I don’t. I just ask questions.
Who would make an ideal partner for you?
Someone who is happy-go-lucky. Because I’m an introvert, they would need to be happy-go-lucky so that we balance each other out.
But with such different personalities between you two, wouldn’t they exhaust you?
No, they would know how to handle me, that’s what would make it work.
For people who are dealing with societal pressure to get married or have children, even when they don’t want to or are not ready, what’s your advice to them?
There are so many people who lead miserable lives because of “society.” Forget society, do your own thing.
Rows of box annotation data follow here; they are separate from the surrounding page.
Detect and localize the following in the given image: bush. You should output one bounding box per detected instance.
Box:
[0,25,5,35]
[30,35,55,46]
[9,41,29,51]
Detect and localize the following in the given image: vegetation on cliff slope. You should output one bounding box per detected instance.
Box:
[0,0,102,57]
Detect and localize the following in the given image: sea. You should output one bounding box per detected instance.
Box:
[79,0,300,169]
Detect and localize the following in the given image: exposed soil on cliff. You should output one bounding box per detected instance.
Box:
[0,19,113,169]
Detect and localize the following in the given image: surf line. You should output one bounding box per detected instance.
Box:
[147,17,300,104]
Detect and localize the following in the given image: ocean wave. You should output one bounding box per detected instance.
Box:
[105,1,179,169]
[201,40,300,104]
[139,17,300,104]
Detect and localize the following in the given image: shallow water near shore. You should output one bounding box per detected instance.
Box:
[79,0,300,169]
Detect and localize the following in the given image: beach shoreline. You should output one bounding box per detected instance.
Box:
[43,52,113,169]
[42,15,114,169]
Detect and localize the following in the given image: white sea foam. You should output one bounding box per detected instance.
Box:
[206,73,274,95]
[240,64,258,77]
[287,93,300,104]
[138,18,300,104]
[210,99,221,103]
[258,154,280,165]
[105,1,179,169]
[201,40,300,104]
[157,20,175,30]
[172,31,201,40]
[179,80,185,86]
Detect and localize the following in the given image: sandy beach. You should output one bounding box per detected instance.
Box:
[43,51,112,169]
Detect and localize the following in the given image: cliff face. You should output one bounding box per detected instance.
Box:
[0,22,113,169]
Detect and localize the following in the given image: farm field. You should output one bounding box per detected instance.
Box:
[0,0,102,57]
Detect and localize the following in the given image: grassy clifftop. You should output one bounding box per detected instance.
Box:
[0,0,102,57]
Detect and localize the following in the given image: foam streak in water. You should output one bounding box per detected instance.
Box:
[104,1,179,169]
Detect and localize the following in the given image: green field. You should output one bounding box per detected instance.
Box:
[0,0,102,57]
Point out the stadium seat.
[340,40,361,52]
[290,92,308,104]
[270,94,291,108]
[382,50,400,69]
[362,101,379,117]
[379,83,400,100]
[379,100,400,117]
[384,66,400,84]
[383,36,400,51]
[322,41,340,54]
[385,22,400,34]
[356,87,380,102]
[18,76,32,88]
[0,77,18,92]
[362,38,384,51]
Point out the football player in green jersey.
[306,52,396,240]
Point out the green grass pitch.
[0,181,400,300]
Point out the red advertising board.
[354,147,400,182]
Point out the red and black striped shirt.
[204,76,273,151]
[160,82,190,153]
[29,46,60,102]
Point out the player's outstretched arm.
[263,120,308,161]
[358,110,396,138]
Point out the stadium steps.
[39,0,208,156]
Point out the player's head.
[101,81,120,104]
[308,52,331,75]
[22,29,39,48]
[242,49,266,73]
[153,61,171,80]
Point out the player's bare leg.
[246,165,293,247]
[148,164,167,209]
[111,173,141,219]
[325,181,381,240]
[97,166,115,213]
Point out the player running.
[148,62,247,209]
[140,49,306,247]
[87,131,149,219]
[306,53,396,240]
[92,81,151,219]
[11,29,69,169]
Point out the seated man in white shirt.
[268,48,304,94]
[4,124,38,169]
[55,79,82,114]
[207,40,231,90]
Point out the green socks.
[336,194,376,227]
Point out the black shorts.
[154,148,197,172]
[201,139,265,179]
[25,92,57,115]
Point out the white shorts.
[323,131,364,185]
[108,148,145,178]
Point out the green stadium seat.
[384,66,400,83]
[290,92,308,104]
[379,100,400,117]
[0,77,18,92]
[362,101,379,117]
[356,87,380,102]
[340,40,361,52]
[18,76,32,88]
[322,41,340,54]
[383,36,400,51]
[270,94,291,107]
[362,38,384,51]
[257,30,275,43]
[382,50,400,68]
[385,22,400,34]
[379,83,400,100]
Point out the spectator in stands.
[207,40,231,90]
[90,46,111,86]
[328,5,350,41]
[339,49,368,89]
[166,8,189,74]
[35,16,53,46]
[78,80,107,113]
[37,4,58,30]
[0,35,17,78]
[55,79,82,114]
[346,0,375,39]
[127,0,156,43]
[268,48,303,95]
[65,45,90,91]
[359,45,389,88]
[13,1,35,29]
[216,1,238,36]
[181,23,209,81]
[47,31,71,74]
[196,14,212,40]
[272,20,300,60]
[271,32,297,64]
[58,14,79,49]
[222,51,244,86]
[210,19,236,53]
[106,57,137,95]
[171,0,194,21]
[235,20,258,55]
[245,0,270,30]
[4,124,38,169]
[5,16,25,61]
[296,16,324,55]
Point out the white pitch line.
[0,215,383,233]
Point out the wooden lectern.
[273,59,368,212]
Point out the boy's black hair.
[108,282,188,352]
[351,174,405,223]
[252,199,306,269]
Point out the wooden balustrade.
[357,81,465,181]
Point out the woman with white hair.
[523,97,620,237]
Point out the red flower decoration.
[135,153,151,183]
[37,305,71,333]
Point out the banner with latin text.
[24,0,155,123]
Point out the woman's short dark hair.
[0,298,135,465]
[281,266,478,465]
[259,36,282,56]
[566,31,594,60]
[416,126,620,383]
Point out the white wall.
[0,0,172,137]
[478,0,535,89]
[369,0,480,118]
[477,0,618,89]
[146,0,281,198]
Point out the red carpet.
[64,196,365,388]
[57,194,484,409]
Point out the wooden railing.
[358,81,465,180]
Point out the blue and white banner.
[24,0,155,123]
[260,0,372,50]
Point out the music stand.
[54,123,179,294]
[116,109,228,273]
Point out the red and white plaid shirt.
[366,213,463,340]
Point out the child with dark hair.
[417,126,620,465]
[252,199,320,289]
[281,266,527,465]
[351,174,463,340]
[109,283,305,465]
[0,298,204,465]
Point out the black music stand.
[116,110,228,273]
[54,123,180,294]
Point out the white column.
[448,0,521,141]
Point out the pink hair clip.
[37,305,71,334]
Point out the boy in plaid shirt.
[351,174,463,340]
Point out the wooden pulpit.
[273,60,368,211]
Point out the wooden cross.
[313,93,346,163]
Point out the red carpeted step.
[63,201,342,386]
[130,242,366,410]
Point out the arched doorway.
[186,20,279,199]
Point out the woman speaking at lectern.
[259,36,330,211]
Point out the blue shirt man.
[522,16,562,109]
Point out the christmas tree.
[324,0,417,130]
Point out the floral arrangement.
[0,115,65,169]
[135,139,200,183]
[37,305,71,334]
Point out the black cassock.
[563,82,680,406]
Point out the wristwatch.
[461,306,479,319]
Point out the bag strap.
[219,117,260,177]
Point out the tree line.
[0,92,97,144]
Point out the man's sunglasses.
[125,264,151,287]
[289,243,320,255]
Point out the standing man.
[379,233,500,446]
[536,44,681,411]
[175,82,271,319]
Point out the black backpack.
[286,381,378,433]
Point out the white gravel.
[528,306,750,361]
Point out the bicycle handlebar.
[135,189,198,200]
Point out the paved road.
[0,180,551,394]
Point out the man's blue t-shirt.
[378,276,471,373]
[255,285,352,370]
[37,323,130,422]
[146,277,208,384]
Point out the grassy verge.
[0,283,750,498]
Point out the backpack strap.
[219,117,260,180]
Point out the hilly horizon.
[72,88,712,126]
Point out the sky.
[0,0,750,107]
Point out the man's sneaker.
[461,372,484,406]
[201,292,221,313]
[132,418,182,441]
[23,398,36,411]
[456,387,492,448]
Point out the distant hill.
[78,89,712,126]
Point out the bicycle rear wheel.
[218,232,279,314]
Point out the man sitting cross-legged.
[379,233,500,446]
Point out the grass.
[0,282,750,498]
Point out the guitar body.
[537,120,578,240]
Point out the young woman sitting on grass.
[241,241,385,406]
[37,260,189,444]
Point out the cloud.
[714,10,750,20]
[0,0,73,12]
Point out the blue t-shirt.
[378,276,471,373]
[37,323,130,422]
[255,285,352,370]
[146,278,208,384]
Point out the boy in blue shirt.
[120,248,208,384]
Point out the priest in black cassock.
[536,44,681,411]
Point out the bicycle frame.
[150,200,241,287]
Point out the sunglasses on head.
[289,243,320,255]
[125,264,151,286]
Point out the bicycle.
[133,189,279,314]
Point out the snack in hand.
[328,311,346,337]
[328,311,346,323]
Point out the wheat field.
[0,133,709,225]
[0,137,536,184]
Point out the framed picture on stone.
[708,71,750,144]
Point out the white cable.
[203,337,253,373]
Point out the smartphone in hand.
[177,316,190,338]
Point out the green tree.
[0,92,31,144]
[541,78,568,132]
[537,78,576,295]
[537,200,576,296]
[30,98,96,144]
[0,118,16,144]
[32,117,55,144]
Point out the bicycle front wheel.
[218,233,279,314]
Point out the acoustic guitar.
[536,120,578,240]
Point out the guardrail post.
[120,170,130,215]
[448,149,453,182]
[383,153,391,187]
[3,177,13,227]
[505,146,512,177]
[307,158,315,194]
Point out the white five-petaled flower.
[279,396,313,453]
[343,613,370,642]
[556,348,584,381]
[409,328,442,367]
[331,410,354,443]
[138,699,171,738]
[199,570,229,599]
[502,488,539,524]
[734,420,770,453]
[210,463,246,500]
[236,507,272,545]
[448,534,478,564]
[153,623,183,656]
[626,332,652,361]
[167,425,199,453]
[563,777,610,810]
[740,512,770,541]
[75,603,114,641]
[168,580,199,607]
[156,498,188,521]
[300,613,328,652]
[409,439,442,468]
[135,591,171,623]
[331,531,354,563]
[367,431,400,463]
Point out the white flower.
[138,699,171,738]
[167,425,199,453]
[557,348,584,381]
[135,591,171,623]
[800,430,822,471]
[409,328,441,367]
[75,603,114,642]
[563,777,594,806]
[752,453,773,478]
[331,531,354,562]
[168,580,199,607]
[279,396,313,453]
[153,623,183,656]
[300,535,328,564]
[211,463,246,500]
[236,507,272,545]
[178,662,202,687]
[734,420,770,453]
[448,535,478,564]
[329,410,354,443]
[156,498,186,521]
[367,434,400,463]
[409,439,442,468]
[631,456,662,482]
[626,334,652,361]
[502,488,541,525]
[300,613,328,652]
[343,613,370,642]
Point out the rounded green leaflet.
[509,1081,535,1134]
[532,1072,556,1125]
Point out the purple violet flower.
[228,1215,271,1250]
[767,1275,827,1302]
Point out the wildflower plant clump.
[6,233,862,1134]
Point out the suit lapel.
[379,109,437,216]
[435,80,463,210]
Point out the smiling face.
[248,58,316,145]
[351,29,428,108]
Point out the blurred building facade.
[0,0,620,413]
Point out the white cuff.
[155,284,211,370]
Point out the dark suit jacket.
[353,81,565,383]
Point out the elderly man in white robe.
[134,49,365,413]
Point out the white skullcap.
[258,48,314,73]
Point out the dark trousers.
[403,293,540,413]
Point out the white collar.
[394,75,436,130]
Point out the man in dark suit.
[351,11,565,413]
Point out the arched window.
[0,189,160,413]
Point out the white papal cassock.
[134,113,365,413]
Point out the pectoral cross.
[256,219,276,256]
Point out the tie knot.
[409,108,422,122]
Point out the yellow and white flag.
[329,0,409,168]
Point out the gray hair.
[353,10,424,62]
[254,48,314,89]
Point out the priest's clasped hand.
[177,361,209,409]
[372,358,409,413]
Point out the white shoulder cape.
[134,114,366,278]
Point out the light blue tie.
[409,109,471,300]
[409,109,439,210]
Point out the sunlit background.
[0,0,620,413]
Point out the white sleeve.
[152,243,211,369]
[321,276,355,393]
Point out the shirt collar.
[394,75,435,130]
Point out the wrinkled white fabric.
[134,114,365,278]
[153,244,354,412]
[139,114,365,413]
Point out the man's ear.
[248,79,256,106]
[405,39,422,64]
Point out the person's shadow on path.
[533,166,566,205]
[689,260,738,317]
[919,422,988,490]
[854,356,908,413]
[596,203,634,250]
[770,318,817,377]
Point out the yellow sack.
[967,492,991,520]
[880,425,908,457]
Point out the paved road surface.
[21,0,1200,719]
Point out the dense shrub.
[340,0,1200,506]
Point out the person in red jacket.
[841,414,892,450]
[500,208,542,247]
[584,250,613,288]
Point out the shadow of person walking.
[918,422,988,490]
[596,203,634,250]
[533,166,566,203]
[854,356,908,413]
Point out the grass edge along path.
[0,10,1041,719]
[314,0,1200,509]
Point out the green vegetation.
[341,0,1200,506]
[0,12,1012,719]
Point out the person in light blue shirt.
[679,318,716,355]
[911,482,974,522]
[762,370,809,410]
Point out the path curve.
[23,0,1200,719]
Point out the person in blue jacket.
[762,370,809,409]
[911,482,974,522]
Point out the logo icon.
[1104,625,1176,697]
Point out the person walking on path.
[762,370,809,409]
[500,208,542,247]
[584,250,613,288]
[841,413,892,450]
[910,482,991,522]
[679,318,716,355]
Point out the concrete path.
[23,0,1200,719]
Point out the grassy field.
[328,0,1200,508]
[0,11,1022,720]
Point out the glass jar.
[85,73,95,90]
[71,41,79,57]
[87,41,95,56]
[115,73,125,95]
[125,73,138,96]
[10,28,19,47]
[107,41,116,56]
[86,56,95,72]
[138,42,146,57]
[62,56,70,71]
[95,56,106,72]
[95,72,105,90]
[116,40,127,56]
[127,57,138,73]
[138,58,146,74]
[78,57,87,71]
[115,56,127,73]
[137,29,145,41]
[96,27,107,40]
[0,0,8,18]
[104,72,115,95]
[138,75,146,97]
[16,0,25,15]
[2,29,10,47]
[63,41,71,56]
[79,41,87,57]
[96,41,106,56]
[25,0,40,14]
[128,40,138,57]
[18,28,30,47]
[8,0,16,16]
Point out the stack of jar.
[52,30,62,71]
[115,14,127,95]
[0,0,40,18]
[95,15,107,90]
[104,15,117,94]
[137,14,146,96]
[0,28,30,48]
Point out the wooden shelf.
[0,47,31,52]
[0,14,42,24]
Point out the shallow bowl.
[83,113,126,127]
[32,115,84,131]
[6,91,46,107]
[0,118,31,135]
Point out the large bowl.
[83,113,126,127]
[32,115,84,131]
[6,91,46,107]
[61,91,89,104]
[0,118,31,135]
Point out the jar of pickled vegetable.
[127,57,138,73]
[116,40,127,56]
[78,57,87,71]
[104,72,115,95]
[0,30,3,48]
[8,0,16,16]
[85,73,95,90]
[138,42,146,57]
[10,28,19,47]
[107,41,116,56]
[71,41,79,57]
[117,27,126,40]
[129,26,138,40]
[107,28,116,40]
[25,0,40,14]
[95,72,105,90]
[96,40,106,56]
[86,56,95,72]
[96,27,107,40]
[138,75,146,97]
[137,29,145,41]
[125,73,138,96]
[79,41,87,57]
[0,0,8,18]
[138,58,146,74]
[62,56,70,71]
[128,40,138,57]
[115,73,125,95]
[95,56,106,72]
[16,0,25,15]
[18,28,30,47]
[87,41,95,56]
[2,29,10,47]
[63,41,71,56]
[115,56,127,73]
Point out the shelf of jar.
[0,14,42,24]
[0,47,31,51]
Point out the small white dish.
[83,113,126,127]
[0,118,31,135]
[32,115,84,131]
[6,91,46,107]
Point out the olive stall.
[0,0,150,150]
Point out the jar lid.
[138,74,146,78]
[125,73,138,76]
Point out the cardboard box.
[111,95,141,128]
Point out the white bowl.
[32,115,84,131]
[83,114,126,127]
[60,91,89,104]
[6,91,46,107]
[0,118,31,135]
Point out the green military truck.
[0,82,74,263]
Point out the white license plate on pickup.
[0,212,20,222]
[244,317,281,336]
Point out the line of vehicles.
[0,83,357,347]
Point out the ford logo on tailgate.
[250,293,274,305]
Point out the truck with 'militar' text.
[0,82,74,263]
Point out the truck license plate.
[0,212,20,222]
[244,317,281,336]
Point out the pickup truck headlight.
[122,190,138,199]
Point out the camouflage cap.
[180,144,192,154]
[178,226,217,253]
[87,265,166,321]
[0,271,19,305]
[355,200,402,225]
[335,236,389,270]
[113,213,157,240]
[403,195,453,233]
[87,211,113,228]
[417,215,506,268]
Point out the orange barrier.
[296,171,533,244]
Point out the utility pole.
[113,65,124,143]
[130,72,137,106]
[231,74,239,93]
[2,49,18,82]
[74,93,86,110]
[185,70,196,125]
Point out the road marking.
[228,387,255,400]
Have children because you want children, not because your parents want grandchildren. You could force yourself to have children when you don’t want to, then your parents die and leave you alone with them, and then what? Live your life.
Earlier, you confidently mentioned that you’re a loner, any words of wisdom to introverts who want to take adventures, try new places, but feel the peer pressure to always be in crowds?
Oh goodness. Go wherever you want to go by yourself! You can’t waste your life waiting on people. If you want to travel alone, do it! Eat alone, do it!
You might put off some of these things waiting for the perfect opportunity, when that perfect opportunity is now, and might never come again.
Looking back at your media career and or life in general, is there anything you wish you did differently?
(Pauses) I wish I was more aggressive. I used to work, do a very good job, and then just let it be, and hope that the bosses, or the audience, or other people would notice.
Now, I’ve learnt that I need to be more aggressive, to own the good work that I do, to be proud of it and to speak of it. I wish I was more aggressive earlier.
For someone in their 20s, who is trying to learn, but is having a tough time letting go, of friendships, relationships, or even jobs, what would you tell them?
Just let go. I’m trying to imagine if I’d let go of the job when I first thought I should, none of this would have happened. There wouldn’t be all this publicity on the issue, and talks of being fired and all that. I would have saved myself a great deal of headache.
Also, listen to your gut. Your gut is always right! It will tell you when something is off. When it comes to people, you’re allowed to give them up to three chances, but them treating you poorly cannot be a common occurrence. Let go. Just let go.
What’s that Oprah said, “When people show you who they are, believe them…the first time!”
Oh, if only we could! (Laughs) I don’t know about the first time, but yes, I totally get what she meant. Don’t give people too many chances, you shouldn’t have to.
Kirigo, are you okay?
I am. (Smiles) I’m more than okay. Even with life’s ups and downs, I’ll be okay.